Financiamiento ilegal del Partido Comunista es la hipótesis que sacude las estructuras del histórico sector político tras el avance definitivo de la Fiscalía de Delitos Económicos y Complejos. La citación en calidad de indagada de la secretaria de Finanzas del PCU y del SUNCA, Laura Alberti, marca el desmoronamiento de un relato de honestidad que hoy choca de frente con la trazabilidad bancaria de un millonario desvío de fondos.
El clima político se recalentó en los tribunales tras la disposición del fiscal Gilberto Rodríguez, quien busca echar luz sobre el destino final de más de un millón de dólares. En una organización que históricamente se embanderó con la disciplina militante y la transparencia frente a los vicios tradicionales del poder, la apertura de las cuentas corrientes partidarias encendió todas las alarmas rojas. La comparecencia de Alberti no es un trámite administrativo más; representa el ingreso de la Justicia al riñón financiero del comunismo uruguayo.
En las obras en construcción, entre el olor a pastón y los mates de apuro durante el descanso de los obreros, el malestar es palpable. Los aportes que los trabajadores destinaron con esfuerzo al Fondo Social de Vivienda de Obreros de la Construcción (Fosvoc) terminaron, según los indicios consistentes de la Fiscalía, desviados hacia los circuitos políticos del sindicato y de la estructura partidaria que lideran Óscar Andrade y Juan Castillo.

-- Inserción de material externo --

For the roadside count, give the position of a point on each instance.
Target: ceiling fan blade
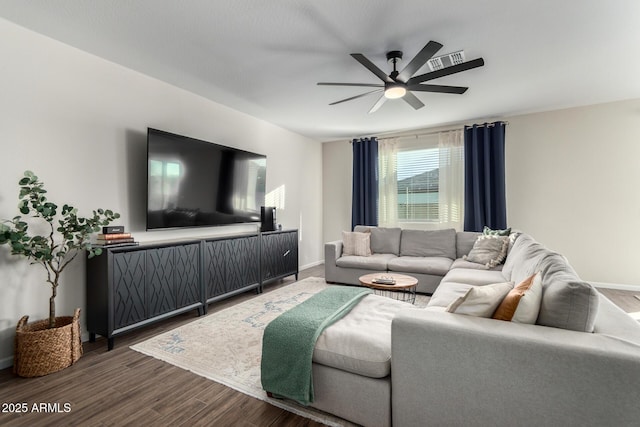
(371, 67)
(378, 104)
(351, 84)
(413, 100)
(355, 97)
(479, 62)
(419, 60)
(438, 88)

El impacto político del caso Fosvoc ante el presunto financiamiento ilegal del Partido Comunista
El caso Fosvoc dejó de ser un problema acotado a segundas líneas caídas en desgracia para transformarse en un golpe estructural al PCU. La investigación, que arrastra más de un año de pericias contables, ya derivó en junio de 2025 en la condena de tres militantes históricos del partido y exdirigentes del SUNCA: Bruno Bertolio, Santiago Bernaola y Víctor Rivero. Al verse cercados por la contundencia de las pruebas técnicas, estos tres exdirigentes decidieron prender el ventilador ante la Justicia.
Sus confesiones desarmaron cualquier intento de defensa corporativa al detallar una red organizada que superaba por lejos sus capacidades individuales. Los testimonios coincidentes apuntaron de forma directa a la cúpula financiera nacional, colocando a Laura Alberti en el ojo de la tormenta judicial y forzando una citación que expone los mecanismos internos de recaudación.
Detalle de la calle: Los muros de Montevideo, históricamente tapados de consignas sobre la purezaideológica y la vanguardia obrera, hoy muestran el desgaste de un aparato acorralado. El hermetismo absoluto de los legisladores comunistas en las redes sociales evidencia el desconcierto ante pericias bancarias que no se pueden frenar con discursos políticos.
El colapso del relato de la honestidad partidaria ante la Justicia
La postura de negación corporativa ensayada por el PCU a través de comunicados genéricos resulta insostenible frente al avance de la causa penal. El fiscal Rodríguez maneja la presunción sólida de que el dinero sustraído a los trabajadores de la construcción sirvió para financiar de manera ilegal actividades partidarias, rompiendo la normativa vigente y golpeando la ética que el sector decía defender.
A pesar de que el partido emitió un respaldo público hacia la figura de su tesorera, la realidad en los juzgados avanza con la frialdad de los números comprobados. Las menciones en el expediente judicial alcanzan de manera directa a figuras de peso legislativo como Óscar Andrade y Daniel Diverio. Aunque por el momento no se formalizaron imputaciones en su contra, en el entorno de la Fiscalía no se descarta ampliar el círculo de indagados a medida que avancen las declaraciones de la jornada.
Al Partido Comunista del Uruguay se le viene la noche. El SUNCA ensayó una depuración de apuro expulsando a diez integrantes implicados en las maniobras del Fosvoc, pero el mantenimiento de Alberti en la cúspide de las finanzas revela el nivel de encrucijada que vive el sector. Esta vez, la mística ideológica no alcanza para justificar el desvío de un millón de dólares pertenecientes a las viviendas de los trabajadores uruguayos.